Prix Goncourt : Lydie Salvayre récompensée pour « Pas pleurer »

mercredi 5 novembre 2014
par  Le Plombier
popularité : 7%

" Elle a déjoué tous les pronostics. Le prix Goncourt est allé à Lydie Salvayre, pour Pas pleurer (Seuil), qui a remporté six voix, alors que la victoire semblait se jouer depuis deux semaines entre Charlotte, de David Foenkinos (Gallimard) et Meursault contre-enquête (Actes Sud, quatre voix), de Kamel Daoud. La quatrième finaliste était Pauline Dreyfus, avec Ce sont des choses qui arrivent (Grasset).
Annoncé dans la foulée, au même endroit (le restaurant Drouant, qui accueille le Goncourt depuis cent ans), le prix Renaudot a récompensé David Foenkinos pour Charlotte (Gallimard).

Autour d’une anisette

Durant l’été 1936, quand éclate la guerre civile espagnole, alors qu’il est à Majorque, l’écrivain Georges Bernanos, catholique, monarchiste, compagnon de Maurras, est révulsé par les atrocités de la nuit franquiste, qui lui inspireront Les Grands Cimetières sous la lune (1938). Pendant ce même été, Montse, la mère de la narratrice, a 15 ans et vit à Barcelone l’émerveillement d’une révolution libertaire, elle, la « mauvaise pauvre », naguère montrée du doigt par les notables de son village catalan. Soixante-quinze ans plus tard, Montse raconte cette époque à sa fille, la narratrice, autour d’une anisette.

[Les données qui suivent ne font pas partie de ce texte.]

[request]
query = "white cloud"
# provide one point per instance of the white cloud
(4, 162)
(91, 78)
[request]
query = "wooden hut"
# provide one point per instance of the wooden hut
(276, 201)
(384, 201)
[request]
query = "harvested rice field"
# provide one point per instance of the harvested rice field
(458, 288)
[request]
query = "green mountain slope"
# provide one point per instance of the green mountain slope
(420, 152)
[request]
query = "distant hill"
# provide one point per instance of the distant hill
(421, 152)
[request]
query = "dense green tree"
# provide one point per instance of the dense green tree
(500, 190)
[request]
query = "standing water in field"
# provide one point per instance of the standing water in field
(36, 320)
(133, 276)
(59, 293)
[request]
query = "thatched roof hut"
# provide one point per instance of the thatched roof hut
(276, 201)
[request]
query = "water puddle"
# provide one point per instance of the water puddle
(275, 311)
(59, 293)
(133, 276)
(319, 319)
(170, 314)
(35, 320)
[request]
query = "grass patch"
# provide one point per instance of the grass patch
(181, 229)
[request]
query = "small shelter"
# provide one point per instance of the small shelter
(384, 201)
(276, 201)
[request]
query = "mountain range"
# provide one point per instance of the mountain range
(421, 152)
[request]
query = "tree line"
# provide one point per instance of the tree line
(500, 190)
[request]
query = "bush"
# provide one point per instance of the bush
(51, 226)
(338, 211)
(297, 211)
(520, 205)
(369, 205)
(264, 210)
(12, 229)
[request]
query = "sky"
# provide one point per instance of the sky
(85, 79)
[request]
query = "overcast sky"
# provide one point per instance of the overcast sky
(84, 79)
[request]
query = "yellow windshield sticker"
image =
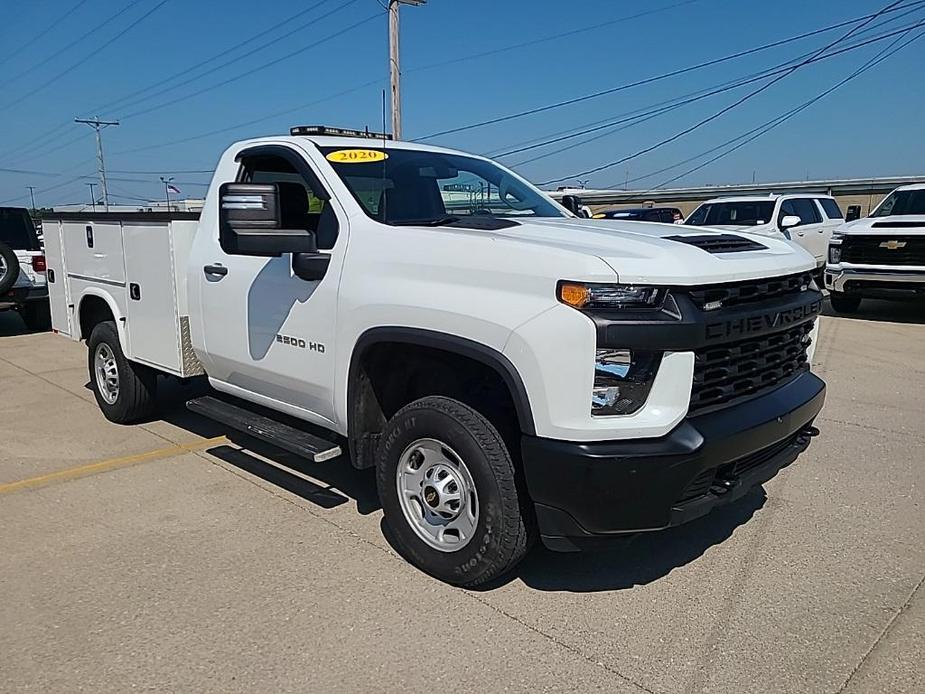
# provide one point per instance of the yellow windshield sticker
(356, 156)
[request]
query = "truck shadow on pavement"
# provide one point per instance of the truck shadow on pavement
(332, 483)
(878, 311)
(639, 560)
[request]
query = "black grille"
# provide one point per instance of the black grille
(749, 291)
(898, 225)
(735, 370)
(719, 243)
(703, 482)
(883, 250)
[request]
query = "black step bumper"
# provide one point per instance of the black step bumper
(587, 491)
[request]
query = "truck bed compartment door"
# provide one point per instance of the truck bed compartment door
(151, 295)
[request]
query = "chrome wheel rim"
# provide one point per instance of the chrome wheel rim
(107, 373)
(437, 495)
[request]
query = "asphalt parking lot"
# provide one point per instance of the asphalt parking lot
(169, 557)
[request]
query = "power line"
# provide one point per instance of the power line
(55, 133)
(44, 31)
(725, 109)
(767, 126)
(656, 78)
(148, 95)
(74, 66)
(549, 37)
(246, 124)
(83, 37)
(638, 116)
(259, 68)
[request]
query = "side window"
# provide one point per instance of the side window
(804, 208)
(301, 206)
(699, 216)
(832, 210)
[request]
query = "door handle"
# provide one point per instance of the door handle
(216, 269)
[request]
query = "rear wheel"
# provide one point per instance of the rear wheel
(36, 315)
(125, 392)
(449, 493)
(845, 303)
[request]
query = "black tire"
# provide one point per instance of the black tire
(845, 303)
(36, 315)
(135, 398)
(11, 268)
(503, 531)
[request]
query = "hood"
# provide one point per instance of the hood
(747, 228)
(641, 252)
(902, 224)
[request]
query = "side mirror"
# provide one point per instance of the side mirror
(573, 204)
(249, 222)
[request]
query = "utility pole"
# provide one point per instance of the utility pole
(98, 125)
(394, 65)
(166, 181)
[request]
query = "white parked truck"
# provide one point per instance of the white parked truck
(509, 369)
(881, 256)
(807, 219)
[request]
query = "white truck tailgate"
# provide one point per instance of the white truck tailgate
(137, 261)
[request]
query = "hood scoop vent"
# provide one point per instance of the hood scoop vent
(720, 243)
(898, 225)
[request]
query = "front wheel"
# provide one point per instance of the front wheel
(845, 303)
(449, 492)
(125, 392)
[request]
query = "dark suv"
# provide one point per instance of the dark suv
(23, 286)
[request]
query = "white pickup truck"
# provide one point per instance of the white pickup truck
(509, 369)
(881, 256)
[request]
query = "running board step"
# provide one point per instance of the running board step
(281, 435)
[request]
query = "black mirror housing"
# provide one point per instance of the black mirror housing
(249, 222)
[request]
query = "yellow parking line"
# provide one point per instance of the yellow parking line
(111, 464)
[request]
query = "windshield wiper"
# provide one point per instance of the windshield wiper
(435, 222)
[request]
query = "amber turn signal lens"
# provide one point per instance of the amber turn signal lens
(575, 295)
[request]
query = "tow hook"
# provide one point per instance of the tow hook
(721, 486)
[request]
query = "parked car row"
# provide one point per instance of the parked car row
(23, 285)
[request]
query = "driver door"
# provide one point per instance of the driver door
(269, 334)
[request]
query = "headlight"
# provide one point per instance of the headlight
(622, 380)
(620, 296)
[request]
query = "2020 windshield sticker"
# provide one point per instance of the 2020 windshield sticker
(356, 156)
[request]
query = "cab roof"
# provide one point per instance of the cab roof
(773, 197)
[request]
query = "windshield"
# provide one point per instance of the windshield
(413, 186)
(745, 213)
(902, 202)
(16, 229)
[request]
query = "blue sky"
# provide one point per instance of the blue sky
(332, 70)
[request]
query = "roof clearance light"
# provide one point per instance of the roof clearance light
(337, 132)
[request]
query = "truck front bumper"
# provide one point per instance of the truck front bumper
(874, 281)
(583, 492)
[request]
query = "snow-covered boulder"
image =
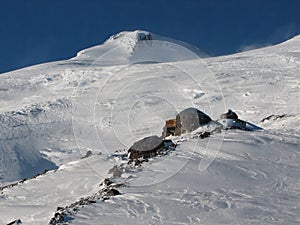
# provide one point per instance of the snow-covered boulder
(189, 120)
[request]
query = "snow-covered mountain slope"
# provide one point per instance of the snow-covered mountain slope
(114, 94)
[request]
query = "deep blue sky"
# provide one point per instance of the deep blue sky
(35, 31)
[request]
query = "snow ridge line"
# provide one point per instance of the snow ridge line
(63, 215)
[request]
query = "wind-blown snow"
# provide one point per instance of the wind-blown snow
(111, 95)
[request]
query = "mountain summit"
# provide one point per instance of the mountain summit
(137, 46)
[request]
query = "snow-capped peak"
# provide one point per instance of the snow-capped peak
(138, 46)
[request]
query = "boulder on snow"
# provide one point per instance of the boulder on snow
(229, 115)
(15, 222)
(189, 120)
(146, 148)
(230, 120)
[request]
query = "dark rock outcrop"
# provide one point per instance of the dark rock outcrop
(189, 120)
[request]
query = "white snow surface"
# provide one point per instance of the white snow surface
(114, 94)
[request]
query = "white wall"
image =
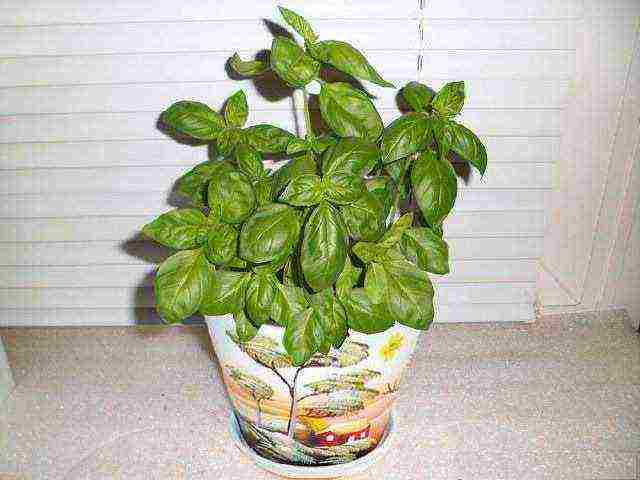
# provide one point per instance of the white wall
(82, 83)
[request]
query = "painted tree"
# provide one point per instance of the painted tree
(257, 389)
(266, 352)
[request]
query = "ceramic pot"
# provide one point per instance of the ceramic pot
(332, 410)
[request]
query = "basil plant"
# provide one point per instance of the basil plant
(344, 234)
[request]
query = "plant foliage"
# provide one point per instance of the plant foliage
(344, 234)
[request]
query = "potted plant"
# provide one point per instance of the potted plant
(314, 277)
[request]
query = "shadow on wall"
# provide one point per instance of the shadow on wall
(272, 89)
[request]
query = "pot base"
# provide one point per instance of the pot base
(327, 471)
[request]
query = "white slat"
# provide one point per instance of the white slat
(137, 179)
(120, 228)
(207, 67)
(166, 152)
(143, 297)
(122, 252)
(118, 38)
(462, 313)
(462, 271)
(85, 204)
(97, 11)
(154, 97)
(137, 126)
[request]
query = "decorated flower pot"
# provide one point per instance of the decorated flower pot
(332, 410)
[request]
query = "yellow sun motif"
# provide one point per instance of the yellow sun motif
(389, 349)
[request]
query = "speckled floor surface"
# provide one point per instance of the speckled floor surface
(556, 399)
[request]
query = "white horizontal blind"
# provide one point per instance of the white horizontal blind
(83, 166)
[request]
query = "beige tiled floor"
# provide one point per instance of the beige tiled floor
(556, 399)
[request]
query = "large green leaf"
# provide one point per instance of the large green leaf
(245, 330)
(249, 68)
(435, 186)
(363, 314)
(426, 249)
(181, 283)
(405, 291)
(231, 194)
(226, 293)
(350, 156)
(249, 161)
(181, 229)
(332, 318)
(302, 335)
(270, 232)
(347, 59)
(301, 165)
(365, 218)
(267, 138)
(291, 63)
(299, 24)
(289, 301)
(349, 112)
(324, 247)
(406, 135)
(236, 110)
(466, 144)
(449, 101)
(260, 294)
(418, 96)
(194, 119)
(303, 190)
(222, 244)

Lydie Salvayre passe de l’un à l’autre, fait le lien. D’un même mouvement, elle se laisse ventriloquer par la prose envoûtante de Bernanos, dont les admirateurs reconnaîtront ici plus que les accents, et s’abandonne aussi à la langue de sa propre mère, mélange si singulier de français et d’espagnol. Entre ces deux paroles d’exilés qu’à l’origine tout semble opposer, le sexe, la classe, les idées, Lydie Salvayre crée une solidarité ­vitale. Pour cela, elle s’en remet à cet esprit d’insou­mission que Bernanos nommait l’« esprit d’enfance ». Avec sensibilité et insolence, elle proclame magnifiquement sa fidélité au langage de la jeunesse. Et démontre que cette langue, qui n’a rien à voir avec l’âge, relève d’abord de l’obstination, de ­l’héroïsme et de la grâce.

Une vingtaine de livres

Née en 1948 d’un couple de républicains espagnols exilés dans le sud de la France, Lydie Salvayre est l’une des romanciers français les plus reconnus de sa génération. Son œuvre, composé d’une vingtaine de livres, est traduit en une vingtaine de langues. Son quatrième ouvrage, La Compagnie des spectres (Verticales, 1997), lui avait valu le prix Novembre ".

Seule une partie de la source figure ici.